Abstract The Accord of 1983 gave substance to Australian labourism as a partnership in government between the Australian Council of Trade Unions and the Hawke Labor Government to deliver real wage maintenance ‘over time’ for all workers through a system of centralised wage-fixing and full wage indexation. Accord VII, on the other hand, offers a decentralised system of enterprise bargaining that delivers variable wage outcomes across and within industries. The paper finds limited coherence between the outcomes of Accord VII and corporatism in the Panitch/Winkler mode of labour subordination and the greater association with the Crouch concept of bargained corporatism because it delivers some positive benefits to labour. The paper concludes that the political linkage between the ACTU and the ALP places Accord VII more in the context of traditional Australian labourism predicated on union support for wage restraint in return for select benefits to a ‘labour aristocracy’, continuation of the safety-net and a protective Labor government. In 1990 I described the Accord as ‘an alliance or partnership in government between the Australian trade union movement and the Australian Labor Party’ in the ‘labourist tradition’, a strategy to achieve their economic, electoral and social objectives through Labor in government (Singleton 1990).
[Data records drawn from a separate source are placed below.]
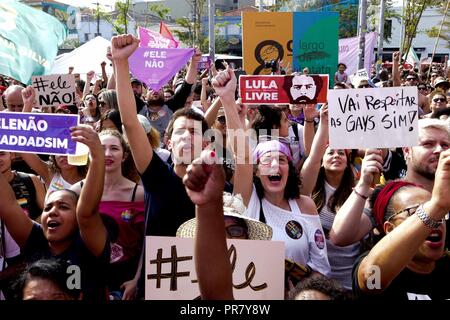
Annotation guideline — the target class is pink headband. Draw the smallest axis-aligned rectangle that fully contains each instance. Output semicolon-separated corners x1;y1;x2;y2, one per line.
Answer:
253;140;292;163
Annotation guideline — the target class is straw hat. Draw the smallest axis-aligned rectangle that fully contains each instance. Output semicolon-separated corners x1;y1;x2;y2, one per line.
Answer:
176;192;272;240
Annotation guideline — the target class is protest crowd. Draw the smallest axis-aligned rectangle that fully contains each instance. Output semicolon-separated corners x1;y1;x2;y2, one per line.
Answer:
0;5;450;301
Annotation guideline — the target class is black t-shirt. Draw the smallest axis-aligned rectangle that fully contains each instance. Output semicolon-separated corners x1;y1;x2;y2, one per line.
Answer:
141;153;195;236
353;252;450;301
23;223;110;301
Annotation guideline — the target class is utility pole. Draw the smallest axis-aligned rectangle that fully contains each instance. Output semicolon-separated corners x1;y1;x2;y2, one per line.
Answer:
358;0;370;72
376;0;386;74
208;0;216;63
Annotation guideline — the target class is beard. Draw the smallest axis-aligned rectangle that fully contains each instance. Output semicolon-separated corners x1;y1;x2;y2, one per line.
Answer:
147;95;164;107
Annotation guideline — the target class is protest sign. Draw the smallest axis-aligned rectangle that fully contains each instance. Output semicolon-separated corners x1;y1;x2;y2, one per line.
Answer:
339;32;377;80
0;0;67;84
239;74;328;104
242;12;293;75
138;27;170;48
328;87;419;149
292;12;339;85
197;56;211;70
145;236;285;300
31;74;77;107
0;112;78;155
128;47;194;90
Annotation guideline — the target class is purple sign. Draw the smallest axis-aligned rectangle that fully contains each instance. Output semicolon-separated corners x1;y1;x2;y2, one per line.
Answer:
128;47;194;90
197;57;211;70
0;112;78;155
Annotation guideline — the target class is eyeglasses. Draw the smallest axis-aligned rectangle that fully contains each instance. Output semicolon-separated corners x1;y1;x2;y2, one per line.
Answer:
386;204;420;222
225;224;248;238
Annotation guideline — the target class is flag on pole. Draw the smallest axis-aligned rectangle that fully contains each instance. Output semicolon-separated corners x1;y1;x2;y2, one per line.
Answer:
403;46;420;67
159;21;179;48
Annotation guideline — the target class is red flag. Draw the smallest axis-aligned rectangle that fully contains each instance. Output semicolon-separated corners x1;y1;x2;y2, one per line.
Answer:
159;21;179;48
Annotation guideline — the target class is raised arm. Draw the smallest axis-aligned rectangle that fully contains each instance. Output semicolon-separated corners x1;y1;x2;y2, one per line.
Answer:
212;67;253;206
300;105;328;196
183;150;233;300
330;149;383;246
357;150;450;292
71;125;107;256
111;34;153;174
0;173;33;248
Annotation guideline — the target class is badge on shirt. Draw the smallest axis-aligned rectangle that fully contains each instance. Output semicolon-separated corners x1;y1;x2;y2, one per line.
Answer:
285;220;303;240
314;229;325;250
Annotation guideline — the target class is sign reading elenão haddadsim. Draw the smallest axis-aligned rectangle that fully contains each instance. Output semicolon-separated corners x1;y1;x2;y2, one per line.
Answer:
0;112;78;155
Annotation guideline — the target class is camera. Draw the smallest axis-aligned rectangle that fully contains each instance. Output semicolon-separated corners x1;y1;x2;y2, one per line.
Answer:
264;60;278;72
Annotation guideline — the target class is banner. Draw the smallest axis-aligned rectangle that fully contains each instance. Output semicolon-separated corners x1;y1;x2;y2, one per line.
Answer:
242;12;293;75
239;74;328;104
42;2;81;34
0;112;78;155
145;236;285;300
0;0;67;84
292;12;339;86
328;87;419;149
128;47;194;90
336;32;377;81
31;74;77;107
138;27;173;48
159;21;180;48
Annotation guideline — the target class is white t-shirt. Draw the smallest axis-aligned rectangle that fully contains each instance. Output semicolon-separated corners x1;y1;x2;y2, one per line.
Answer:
245;186;330;276
0;221;20;300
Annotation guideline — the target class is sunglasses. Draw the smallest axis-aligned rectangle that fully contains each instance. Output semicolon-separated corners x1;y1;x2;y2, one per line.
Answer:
217;116;227;124
225;224;248;238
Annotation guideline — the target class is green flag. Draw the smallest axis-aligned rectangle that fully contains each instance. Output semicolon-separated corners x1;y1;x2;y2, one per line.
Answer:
0;0;67;83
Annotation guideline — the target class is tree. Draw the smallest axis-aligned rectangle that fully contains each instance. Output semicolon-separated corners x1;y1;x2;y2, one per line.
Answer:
425;2;450;48
402;0;443;52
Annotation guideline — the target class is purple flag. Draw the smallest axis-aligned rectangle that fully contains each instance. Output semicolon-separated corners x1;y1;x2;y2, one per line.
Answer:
138;27;172;48
0;112;78;155
128;47;194;90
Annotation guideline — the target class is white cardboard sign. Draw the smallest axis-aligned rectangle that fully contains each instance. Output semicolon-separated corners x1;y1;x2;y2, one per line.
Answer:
145;236;285;300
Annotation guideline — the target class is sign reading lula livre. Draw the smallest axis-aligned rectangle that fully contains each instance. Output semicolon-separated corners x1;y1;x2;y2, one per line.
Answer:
128;47;194;90
31;74;77;107
0;112;78;155
328;87;418;149
239;74;328;104
145;236;284;300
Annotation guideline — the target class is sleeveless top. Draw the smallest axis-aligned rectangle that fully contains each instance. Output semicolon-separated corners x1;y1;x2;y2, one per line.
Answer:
9;171;42;220
245;185;330;276
99;184;144;263
319;181;360;290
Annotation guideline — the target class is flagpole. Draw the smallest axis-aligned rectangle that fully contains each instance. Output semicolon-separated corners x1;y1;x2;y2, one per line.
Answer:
427;0;450;79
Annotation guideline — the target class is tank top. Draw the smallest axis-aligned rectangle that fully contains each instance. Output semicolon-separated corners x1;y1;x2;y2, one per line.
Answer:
99;184;145;263
319;181;360;290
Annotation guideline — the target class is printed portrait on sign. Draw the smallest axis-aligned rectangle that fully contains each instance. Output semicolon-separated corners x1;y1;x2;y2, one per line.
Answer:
283;74;323;104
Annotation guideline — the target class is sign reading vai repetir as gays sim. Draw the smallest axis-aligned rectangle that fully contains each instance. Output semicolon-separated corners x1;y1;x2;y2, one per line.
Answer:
0;112;78;155
239;74;328;104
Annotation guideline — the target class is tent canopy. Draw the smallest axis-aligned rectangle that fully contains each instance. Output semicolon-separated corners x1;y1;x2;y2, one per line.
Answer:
51;37;113;74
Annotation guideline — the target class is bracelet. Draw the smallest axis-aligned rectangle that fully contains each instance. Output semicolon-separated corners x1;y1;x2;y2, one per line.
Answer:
353;188;369;200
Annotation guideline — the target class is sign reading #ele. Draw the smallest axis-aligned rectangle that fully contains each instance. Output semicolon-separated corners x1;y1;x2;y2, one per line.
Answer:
328;87;419;149
239;74;328;104
31;74;77;107
0;112;78;155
The several configurations of the Accord since 1983 have seen the original agreement transformed from centralised wage indexation to the current Accord VII two-tier system of decentralised enterprise-based productivity bargaining, supported by a safety net based on maintenance of the award system and increases for those unable to secure a result through enterprise bargaining. The original Accord sought equitable outcomes from centralised wage-fixing. Accord VII, while claiming the advancement of equity is central to its wages policy, is premised on equal access but variable outcomes across and within industries. The paper will examine the capacity of Australian workers to achieve wage increases under Accord VII and analyse whether the outcomes give credence to a corporatist critique of this latest version of the Accord as the tool of capital to induce wage restraint from labour or alternatively, whether the two-tier system embodied in Accord VII upholds the labourist underpinnings of the original Accord that sought to manage the capitalist state to the advantage of working people through Labor in government (Singleton 1990, Chapter 11).